According to Bersin’s research, the healthcare industry is the largest employer in the U.S., with 1 in 7 Americans working in the sector today. The vast clinical capacity gap (there will be a gap of 2.1m nurses, or 1 in 3 nurse roles, by 2025, according to recent Bersin Company research) is the biggest challenge faced by the sector both in the U.S. and globally.

The new report specifies what healthcare organizations should do now, based on this innovative, groundbreaking data—from benchmarking current workforce skills, and identifying roles in decline, using AI to identify skills and roles adjacencies, to determining career pathways to help bridge the capabilities now needed. The report also provides targeted development and educational programs to support people into the key roles of tomorrow.

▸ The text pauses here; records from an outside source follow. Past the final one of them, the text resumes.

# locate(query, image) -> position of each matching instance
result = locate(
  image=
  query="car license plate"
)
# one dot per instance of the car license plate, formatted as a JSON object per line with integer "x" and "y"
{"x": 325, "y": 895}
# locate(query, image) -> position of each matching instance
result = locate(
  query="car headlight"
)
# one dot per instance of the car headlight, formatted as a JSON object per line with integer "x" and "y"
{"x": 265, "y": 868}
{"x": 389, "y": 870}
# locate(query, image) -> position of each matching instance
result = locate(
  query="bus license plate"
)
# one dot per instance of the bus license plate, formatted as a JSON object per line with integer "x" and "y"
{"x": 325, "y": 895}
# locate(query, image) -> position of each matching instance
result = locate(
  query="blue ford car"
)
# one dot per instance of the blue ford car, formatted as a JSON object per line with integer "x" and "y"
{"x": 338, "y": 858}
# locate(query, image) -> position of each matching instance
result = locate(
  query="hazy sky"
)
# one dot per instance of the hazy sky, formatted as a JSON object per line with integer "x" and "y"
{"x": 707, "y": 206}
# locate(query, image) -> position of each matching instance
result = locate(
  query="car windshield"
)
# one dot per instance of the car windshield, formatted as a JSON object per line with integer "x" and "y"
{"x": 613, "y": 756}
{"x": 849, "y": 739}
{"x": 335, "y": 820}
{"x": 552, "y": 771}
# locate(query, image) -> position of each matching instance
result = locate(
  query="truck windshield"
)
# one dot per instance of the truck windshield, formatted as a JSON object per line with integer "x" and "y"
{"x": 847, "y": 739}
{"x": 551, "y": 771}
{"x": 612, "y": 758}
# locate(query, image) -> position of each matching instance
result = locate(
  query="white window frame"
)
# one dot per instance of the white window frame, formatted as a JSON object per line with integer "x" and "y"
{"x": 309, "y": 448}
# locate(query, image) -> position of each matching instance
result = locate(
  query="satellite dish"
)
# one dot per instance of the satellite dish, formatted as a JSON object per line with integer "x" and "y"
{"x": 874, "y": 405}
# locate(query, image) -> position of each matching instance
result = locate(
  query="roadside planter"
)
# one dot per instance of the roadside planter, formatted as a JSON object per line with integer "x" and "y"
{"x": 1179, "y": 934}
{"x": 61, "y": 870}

How to Fix Healthcare Recruiting

Here’s a summary of solutions to address the healthcare recruiting challenge.

  • Career pathways can even help raise communities from poverty to higher levels, solve societal challenges, and create equity and sustainability
  • Reskilling people from a whole range of other roles, whether inside or outside healthcare, is now one of the most impactful strategies to fill severe gaps in nursing, potentially addressing 1/3 or 700,000 of unfilled vacancies in the health economy
  • Healthcare employers need to be more vocal about no-cost retraining opportunities. Although 61% offer tuition reimbursement, only 11% see this widely used by employees and just 8% say employees are aware of these programs
  • Educational assistance programsthose that don’t require employees to pay out of pocketallow economically disenfranchised workers to participate and access genuine opportunity via these programs
  • Employees in declining roles like receptionists or environmental services workers have many of the skills needed to easily reskill to entry level clinical roles
  • Career pathways programs also significantly reduce the turnover of clinical talent—one of the biggest issues in healthcare (with some providers seeing rates of up to 60%).
  • Gale Healthcare Solutions released new survey data today showing that gig-style work options offering flexible schedules and quick pay to workers can address the national nursing shortage and retain sought after nursing staff.
  • The vast majority of clinicians – 89% – said they strongly prefer getting paid daily or sooner versus waiting for weekly or biweekly pay schedules. This finding held true across all age groups, not just younger workers.

“Healthcare has 2-3 times as many job titles, skills, and career clusters as other industries, but traditional recruitment and retention solutions alone aren’t effective enough to close the clinical capacity gap. Career pathways from dead-end administrative roles to future-proof clinical jobs are one of the most strategic solutions to fill the clinical shortage over time. However, employers will need to develop long-term strategies to build their pipelines, as the certification requirements and learning/reskilling timelines are very long for clinical roles. As a result, healthcare organizations must think and act outside of the box, and they must start today if they want to survive beyond tomorrow. What’s interesting is that leaders in any industry can learn from these innovations to future-proof their organizations.” -Kathi Enderes, SVP, Research, and Lead Healthcare Industry Analyst at The Josh Bersin Company

The healthcare industry is becoming increasingly complex, and healthcare recruiters need to stay ahead of the curve in order to remain successful. By understanding the top healthcare recruiting challenges of the future, healthcare employers can (and need to) prepare themselves for the changing landscape. These challenges can be solved, but only with a fresh perspective and the leadership to make it happen.